The full bylaw is accessible on the city’s website.

The new municipal legislation also outlines restrictions on evictions.

“Effective April 26, city landlords will no longer be allowed to deliver or serve a notice to end a tenancy for the reason of renovations or repair unless the owner has obtained every permit required,” Stewart said.

This includes entering into a new tenancy agreement with the tenant with either the same terms for the same unit or terms more favourable to the tenant for a comparable unit in the same building. A copy of the agreement must be supplied to the inspector.

Alternatively, parties can make other arrangements in writing for the tenant’s temporary accommodation during the renovation/repair, and for their return to their original rental unit under the terms of the existing tenancy agreement following the renovation/repair. Documentation of the arrangements as well as evidence of the tenant’s consent to the arrangements must be provided to the Inspector.

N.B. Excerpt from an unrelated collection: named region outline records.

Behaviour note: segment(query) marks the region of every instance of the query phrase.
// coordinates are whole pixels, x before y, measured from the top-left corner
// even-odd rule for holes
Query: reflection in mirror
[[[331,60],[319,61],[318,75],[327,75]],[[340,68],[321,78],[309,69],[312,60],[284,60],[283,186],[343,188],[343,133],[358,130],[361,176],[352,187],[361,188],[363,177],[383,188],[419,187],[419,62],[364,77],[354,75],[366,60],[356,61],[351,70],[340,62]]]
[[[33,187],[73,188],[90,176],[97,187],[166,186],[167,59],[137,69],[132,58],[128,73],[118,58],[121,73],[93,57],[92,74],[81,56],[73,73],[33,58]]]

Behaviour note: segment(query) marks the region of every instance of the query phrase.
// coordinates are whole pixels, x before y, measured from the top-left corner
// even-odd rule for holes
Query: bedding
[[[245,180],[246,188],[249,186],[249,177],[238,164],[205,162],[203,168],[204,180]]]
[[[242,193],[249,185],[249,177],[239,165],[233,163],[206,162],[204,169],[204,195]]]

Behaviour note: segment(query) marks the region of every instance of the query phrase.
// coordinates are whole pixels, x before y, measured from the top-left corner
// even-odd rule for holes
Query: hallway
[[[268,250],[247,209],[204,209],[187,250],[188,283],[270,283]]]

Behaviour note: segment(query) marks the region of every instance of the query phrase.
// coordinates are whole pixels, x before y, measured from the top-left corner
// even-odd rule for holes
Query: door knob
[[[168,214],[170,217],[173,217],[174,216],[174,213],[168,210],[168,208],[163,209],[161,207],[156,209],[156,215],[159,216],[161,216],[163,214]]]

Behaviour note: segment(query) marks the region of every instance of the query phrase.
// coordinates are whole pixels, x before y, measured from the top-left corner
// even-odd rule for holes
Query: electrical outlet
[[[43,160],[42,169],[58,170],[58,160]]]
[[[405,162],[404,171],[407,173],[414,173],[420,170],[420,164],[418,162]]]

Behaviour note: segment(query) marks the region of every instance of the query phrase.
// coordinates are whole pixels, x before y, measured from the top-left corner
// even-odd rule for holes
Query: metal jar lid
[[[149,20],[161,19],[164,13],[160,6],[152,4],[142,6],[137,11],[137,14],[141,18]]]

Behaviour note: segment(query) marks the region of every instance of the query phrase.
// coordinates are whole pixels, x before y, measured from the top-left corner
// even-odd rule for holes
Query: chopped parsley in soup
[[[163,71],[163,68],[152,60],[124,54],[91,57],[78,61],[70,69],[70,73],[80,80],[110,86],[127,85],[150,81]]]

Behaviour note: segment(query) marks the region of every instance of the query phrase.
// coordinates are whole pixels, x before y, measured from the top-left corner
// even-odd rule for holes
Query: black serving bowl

Landlords who have met all of the conditions under the city bylaws must also still abide by all the Residential Tenancy Act conditions and as of July 1, 2022, they must apply to the Residential Tenancy Branch to determine if terminating the tenancy is essential for the completion of repairs.

Rent will not be permitted to be increased after the renovations are completed except as allowed under the RTA. Under the new city laws, the city inspector is authorized to collect a monthly business licence surcharge if rent is found to have been increased. This will be equivalent to the difference between increased and prior rent. As well, business licence renewal may be refused.

Stewart said the city’s chief licencing inspector has the authority to enforce the rules and the right to enter properties at reasonable times to ascertain bylaw compliance. A compliance order and fines of between $25 – $2,000 may be issued if landlords are found to have broken the rules.

If compliance is not garnered, under the Offence Act, landlords may be nailed for fines up to$50,000. This may occur if there are repeated maintenance and/or renovation violations under the new bylaws.